The applique on these squares needs tiny stitching to try and be invisible and I have been out and about to find a shop that sells suitable threads. Luckily a number of the group recommended some shops to me (someone currently in the US even offered to bring me some threads back with her), and I have found a shop not very far from here – one of two quilt shops within walking distance of the apartment (who would have thought it?) – who sell an excellent selection of
Japanese threads that are perfect for the fabrics I have. My desk is now set up in a little alcove that gets bright direct morning sunlight so that I can see to stitch very easily in the mornings – in the evenings the light in the apartment is not nearly good enough to sew by.
At the moment I am slowly making the 25 squares that go to make up the central body of the quilt. The first depicts
a couple of blue birds in a cherry tree, the second is a house with a picket fence and standing between two silver birches, the third interlocking something or others, the fourth an eight pointed star, the fifth a pair of mittens and the sixth, just finished yesterday a kind of columbine-cum-honeysuckle.

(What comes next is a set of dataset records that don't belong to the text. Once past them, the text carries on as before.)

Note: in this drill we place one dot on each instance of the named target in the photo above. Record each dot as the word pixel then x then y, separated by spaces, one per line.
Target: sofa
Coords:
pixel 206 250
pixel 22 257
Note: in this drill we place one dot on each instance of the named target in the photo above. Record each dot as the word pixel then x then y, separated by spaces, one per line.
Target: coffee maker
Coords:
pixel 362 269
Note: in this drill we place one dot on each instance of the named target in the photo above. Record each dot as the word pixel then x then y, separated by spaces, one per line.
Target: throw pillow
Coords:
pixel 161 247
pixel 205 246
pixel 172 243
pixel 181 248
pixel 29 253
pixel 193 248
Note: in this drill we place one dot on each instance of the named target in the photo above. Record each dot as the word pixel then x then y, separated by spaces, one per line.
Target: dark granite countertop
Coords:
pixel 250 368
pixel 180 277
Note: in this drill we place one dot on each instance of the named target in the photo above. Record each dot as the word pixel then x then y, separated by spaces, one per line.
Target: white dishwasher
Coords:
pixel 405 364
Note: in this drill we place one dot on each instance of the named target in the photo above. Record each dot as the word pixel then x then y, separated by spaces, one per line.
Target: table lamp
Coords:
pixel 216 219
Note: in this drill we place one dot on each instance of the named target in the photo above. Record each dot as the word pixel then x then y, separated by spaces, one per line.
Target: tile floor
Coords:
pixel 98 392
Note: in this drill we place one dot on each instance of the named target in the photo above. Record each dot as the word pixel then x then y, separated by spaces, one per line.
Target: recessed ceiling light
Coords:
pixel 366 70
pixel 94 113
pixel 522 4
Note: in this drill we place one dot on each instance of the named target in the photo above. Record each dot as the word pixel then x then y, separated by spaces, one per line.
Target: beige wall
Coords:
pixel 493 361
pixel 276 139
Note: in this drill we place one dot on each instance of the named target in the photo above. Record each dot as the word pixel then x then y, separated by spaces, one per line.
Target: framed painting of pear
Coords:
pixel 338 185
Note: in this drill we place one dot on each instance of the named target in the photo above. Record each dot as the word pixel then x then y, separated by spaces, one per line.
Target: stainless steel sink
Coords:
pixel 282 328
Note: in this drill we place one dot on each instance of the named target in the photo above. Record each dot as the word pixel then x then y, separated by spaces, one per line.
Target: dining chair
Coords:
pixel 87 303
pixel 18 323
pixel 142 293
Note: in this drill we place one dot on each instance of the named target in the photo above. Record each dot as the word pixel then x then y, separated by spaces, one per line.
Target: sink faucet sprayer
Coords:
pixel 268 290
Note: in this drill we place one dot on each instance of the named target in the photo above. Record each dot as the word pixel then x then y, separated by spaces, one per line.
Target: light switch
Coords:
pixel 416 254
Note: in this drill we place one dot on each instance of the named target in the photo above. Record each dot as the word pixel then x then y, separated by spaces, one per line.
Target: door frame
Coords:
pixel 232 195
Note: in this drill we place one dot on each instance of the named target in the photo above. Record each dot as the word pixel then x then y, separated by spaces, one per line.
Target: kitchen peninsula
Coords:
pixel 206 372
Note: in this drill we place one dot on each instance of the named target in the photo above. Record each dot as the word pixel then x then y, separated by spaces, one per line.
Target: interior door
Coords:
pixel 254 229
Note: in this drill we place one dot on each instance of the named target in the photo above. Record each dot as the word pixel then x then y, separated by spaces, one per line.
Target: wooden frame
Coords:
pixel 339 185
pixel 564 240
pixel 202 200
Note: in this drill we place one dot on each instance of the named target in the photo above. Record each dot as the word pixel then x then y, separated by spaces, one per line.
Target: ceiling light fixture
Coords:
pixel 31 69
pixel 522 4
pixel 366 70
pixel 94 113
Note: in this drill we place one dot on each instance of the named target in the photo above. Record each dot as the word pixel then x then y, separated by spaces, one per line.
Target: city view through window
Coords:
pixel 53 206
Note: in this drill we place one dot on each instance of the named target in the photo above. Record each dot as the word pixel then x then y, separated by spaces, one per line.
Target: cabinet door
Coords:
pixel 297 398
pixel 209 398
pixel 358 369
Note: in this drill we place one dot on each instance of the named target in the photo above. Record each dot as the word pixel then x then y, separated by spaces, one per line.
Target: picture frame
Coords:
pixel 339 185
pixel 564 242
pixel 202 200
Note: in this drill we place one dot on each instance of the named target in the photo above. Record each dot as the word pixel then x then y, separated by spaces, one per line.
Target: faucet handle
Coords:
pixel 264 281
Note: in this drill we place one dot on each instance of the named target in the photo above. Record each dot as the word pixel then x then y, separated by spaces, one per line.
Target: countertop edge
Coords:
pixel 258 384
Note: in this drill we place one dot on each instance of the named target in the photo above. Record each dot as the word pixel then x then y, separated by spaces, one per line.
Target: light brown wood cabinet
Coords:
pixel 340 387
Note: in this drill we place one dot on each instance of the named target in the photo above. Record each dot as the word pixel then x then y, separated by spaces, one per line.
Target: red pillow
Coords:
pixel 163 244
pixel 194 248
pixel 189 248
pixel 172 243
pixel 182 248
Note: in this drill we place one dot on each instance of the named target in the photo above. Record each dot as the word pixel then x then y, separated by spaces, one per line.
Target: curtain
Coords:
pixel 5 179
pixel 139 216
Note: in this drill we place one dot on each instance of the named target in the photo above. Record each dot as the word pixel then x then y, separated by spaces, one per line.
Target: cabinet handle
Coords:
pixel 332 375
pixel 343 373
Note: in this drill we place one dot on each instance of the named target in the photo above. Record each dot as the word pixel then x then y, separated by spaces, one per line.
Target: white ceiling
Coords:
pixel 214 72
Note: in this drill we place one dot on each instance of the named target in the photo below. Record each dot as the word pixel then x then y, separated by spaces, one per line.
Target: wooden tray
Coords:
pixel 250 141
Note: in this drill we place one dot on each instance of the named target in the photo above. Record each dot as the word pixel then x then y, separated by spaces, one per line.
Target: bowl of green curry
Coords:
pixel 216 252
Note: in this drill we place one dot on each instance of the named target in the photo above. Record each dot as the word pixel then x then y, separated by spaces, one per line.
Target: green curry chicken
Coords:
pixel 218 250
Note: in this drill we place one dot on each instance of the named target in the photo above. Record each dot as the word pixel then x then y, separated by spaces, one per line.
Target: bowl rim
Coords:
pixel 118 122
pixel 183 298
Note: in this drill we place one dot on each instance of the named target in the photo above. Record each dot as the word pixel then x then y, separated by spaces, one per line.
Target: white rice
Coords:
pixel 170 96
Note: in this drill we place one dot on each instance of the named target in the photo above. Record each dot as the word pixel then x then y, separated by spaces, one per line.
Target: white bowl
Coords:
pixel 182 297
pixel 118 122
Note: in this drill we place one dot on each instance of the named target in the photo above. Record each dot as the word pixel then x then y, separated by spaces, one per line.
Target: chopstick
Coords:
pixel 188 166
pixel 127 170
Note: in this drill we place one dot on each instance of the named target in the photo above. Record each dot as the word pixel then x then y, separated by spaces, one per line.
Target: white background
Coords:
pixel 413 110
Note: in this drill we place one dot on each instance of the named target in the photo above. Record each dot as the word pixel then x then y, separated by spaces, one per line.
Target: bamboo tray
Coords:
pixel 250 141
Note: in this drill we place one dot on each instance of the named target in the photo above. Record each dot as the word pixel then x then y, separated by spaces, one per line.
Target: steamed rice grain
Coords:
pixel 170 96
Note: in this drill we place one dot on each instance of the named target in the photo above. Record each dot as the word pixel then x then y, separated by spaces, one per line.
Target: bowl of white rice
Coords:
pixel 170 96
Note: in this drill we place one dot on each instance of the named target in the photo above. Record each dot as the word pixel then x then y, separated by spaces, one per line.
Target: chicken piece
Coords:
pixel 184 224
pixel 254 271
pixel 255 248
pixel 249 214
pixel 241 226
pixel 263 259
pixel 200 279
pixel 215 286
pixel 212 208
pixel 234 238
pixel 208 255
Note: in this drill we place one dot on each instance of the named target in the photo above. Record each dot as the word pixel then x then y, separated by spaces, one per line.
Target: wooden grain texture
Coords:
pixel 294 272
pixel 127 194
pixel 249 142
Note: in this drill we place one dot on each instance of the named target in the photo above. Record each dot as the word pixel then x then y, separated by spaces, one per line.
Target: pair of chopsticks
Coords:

I’ll keep you posted with updates on how the quilt is progressing – I am now trying to complete one square a week, so that the top will be finished by the autumn and then I’ll have the three months to the end of the year to Christmas to quilt it. I’ll keep you posted too on my throughly enjoyable Thursdays with the lovely ladies of the multi-national quilt group. I just wish I’d been a little more persistent last March.
We recently had to retire a quilt made for us for our wedding but our Silver Wedding Quilt has taken its place. The children each have a quilt. All presents from my mother but made by a friend of hers from Gloucestershire (now living in Wales). They are beautiful and much loved. What you are making has the potential of giving a quarter century’s daily pleasure and use. It is an enviable project.